Dans ma vie personnelle, je ne sais pas, mais dans ma vie professionnelle, certainement. Je sais aujourd’hui que j’ai fait des crises d’anxiété ou des crises d’émotion. À l’époque, je pensais juste que j’étais folle. Je faisais des réactions à certaines choses, mais je sais maintenant que c’était des crises. Je comprends ce que je peux faire et où je ne peux pas aller. Je fais aussi beaucoup plus attention à moi. Après des gros rushs de travail, je sais que je dois faire une pause, prendre du temps pour moi, faire davantage de yoga.
Est-ce qu’il y a un traitement ou quelque chose pour aider?
Pour la douance comme pour l’autisme, il n’y a pas de traitement. Il faut juste connaître les signes, connaître ses limites. Il y a aussi des doués qui réussissent très bien. Si on est doué et passionné par les sciences, on va être génial dans ce domaine. C’est plus difficile dans le milieu artistique, d’autant plus que dans mon cas, je me pose beaucoup trop de questions. Je ne suis jamais contente, car ce n’est jamais parfait. Si j’ai une note de 98 %, je vais me triturer pour savoir quel est le 2 % d’erreur. Ça me fait perdre un temps fou, et j’ai beau me dire que ce n’est pas grave, je ne suis pas capable de me débarrasser de ces questions. Pour m’en sortir, il faut que je me change les idées, que je remplisse mon cerveau pour passer à autre chose. En écriture ou en création, il y a des journées où je suis tellement affectée par quelque chose que je sais que je ne pourrai pas travailler, et je prends une journée de congé.
La douance a-t-elle eu un impact sur tes relations sociales?
Je ne pense pas... Mes amis me connaissent, ils savent comment je peux réagir.

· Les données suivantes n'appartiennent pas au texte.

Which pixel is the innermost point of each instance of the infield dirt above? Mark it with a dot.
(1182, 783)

La douance n’a jamais paru, personne ne l’a su, j’ai toujours été dans plein de groupes d’amis, j’ai toujours fait plein de choses.

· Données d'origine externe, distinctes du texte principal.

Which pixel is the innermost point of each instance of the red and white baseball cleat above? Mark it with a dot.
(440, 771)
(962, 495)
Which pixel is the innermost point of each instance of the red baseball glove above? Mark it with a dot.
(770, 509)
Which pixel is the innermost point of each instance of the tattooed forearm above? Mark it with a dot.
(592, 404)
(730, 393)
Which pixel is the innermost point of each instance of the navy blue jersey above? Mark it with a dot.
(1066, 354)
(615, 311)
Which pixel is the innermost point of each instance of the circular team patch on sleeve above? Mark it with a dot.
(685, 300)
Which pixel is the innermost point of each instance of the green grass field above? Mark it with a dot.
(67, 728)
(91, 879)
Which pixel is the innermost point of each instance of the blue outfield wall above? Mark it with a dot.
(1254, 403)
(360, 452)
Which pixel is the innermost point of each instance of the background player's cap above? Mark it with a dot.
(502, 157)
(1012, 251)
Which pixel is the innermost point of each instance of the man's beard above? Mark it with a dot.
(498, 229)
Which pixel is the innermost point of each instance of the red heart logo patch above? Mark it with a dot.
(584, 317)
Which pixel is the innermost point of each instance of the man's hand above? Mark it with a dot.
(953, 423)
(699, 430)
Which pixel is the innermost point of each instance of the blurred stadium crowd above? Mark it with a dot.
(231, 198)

Est-ce que tes parents ont été surpris lorsque tu leur as annoncé ta douance?
Pas du tout! La plupart des doués ont marché plus tôt, ont su lire et écrire avant de rentrer à l’école, et ont eu un apprentissage plus rapide dans la petite enfance. Je savais tout ça, mais je pensais que c’était parce que j’avais un grand frère. Je pensais que je l’avais fait par mimétisme. Ma mère m’a dit qu’elle savait qu’il y avait quelque chose. Elle m’a raconté que je regardais
la télé et qu’ensuite, j’allais m’asseoir au piano et je jouais le générique de la fin de l’émission à l’oreille. Dans ma tête, je pensais que tout le monde faisait ça, je ne me suis jamais pensée intelligente.
La douance, est-ce vraiment de l’intelligence?
C’est une forme d’intelligence. La logique est très développée. Mes gros talents, c’est de placer des bagages dans une voiture, faire des casse-têtes, des choses logiques avec une solution. Les mathématiques, c’est ma forme d’intelligence. Mais, par exemple, l’intelligence émotive est complètement autre chose.
POUR MIEUX COMPRENDRE LA DOUANCE
Anaïs Favron a beaucoup appris sur la douance en écoutant le balado Différente ou douée?. «C’est une fille qui a fait ce projet pendant qu’elle découvrait qu’elle était en douance. J’ai tout écouté et, quand j’ai commencé à en parler, je me suis mise à aller prendre des cafés avec des gens que je ne connaissais pas, mais qui ont aussi une douance. Juste pour échanger, j’avais besoin d’en parler avec quelqu’un.» Elle recommande aussi le livre de Marianne Bélanger La douance: Comprendre le haut potentiel intellectuel et créatif ainsi que J’aime les zèbres, de Dominic Gagnon, dans lequel elle livre également son témoignage.
Anaïs Favron publiera, cet automne, l’ouvrage Les carnets de voyage d’Anaïs.